Consider cooperative multitasking. Not at all a new concept, and it has drawbacks to be sure. But it is worth considering when you are writing a time-critical codebase that is limited to a known number of cores at compile time. Rather than forcing the OS to guess at what is the most important code for you, managing it yourself allows you the freedom to use every cycle exactly how you see fit.

Let us assume your game has some logic modules that can largely be independent of each other. They are able to read from each other’s state, but there is no need to write to each other. For argument’s sake, we will use the following modules: player (P), enemy (A), enemy (B), and rendering (R). We will add overhead (O) for the threading needs.

In a preemtive threading model, on a single processor, time gets sliced between all of the modules in a fairly haphazard way.

Frame Start                                                               Frame End
OPPPPPOOOAAAAOOBBBBOOAAAAAAOBBBBBOOPPPPPOOAAAAOOPPPPOOBBBBOORRRRRRRRROOPPOORRRRRRRR

Obviously this haphazardness can be reduced by using mutexes to indicate that certain things need to be complete before other things, but that still ends up creating more overhead.

On the other hand, if you were to use cooperative multitasking, you can optimize the overhead.

Frame Start                                                               Frame End
OPPPPPPPPPPPPPPPPOAAAAAAAAAAAAAAOOBBBBBBBBBBBBBOORRRRRRRRRRRRRRRRROO---------------

Look at all that time you’re saving, simply by reducing the overhead. All those -‘s of extra time that you could use to support more objects onscreen at once.

Now consider how much simpler your code can be, knowing that you no longer have to manage mutexes to keep your data in sync across modules. This leads to simpler code, often leading to less potential bugs.

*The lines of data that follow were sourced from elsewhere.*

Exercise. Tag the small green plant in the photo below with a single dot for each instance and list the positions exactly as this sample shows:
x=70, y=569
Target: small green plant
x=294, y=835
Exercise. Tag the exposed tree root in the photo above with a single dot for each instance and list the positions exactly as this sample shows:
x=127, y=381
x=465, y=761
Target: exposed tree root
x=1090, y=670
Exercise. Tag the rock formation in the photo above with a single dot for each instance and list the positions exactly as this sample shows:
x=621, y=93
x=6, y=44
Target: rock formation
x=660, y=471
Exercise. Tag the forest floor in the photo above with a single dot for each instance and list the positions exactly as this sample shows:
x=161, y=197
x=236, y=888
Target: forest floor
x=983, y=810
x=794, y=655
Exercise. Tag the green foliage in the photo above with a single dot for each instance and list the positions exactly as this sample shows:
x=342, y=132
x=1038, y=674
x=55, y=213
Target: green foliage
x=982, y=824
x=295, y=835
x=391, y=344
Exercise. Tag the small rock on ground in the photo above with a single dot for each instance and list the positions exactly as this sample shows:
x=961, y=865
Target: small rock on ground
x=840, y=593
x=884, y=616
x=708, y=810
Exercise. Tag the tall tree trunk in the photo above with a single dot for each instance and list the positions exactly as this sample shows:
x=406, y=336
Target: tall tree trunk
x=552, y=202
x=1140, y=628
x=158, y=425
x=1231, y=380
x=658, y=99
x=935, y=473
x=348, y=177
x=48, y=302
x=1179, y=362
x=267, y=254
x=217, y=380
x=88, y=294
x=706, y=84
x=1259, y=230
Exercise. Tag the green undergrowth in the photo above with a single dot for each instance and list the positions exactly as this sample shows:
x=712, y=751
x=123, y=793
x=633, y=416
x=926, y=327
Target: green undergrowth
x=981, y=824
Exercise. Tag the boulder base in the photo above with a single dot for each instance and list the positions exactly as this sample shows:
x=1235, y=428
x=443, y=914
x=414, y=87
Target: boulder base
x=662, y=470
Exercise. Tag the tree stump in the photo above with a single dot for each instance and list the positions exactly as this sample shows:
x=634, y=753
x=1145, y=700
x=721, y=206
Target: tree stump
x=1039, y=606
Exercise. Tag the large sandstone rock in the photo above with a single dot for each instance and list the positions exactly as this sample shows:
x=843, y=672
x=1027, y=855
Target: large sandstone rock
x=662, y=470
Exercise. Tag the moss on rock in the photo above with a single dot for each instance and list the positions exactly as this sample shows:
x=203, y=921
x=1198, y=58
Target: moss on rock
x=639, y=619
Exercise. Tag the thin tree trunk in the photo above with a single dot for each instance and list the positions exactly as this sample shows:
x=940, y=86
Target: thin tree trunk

What’s even more exciting is because scheduling is now under your control, you can support features that are difficult to express in current operating system threading environments. You can prioritize certain modules, or even delay other modules to be run every other frame so that you can effectively extend the available frame time.

Actually implementing a cooperative system is fairly easy. Almost all platforms come with the necessary stdlib calls to save and restore processor register state. Even without, setting up caller expectations around those scheduler calls would be simple to do.

There’s nothing stopping you from supporting both styles of thread management in the same codebase. You simply design your modules with this expectation, calling a method to let the scheduler know that you are at a safe point to be interrupted. Wrap the mutex and thread calls in your own wrapper. On systems that work better with threads, they simply pass through to the OS. On systems where you only run on a single thread, they translate to No-ops and don’t affect anything at all.

Just because you are on a machine with multiple cores does not automatically mean you are allowed to use them all. Acting in a single threaded way in such a machine may actually turn out to be more efficient than trying to be multithread aware.

Incidentally, John Carmack certainly considers this model. Rather than splitting everything up for any core possible, the game code is split across rendering vs. game logic. This separates and simplifies both systems considerably in the Doom 3 engine.

Many ideas from the past are still just as relevant today as they once were. It would be a mistake to underestimate cooperative multithreading environments just because we have all these cores available.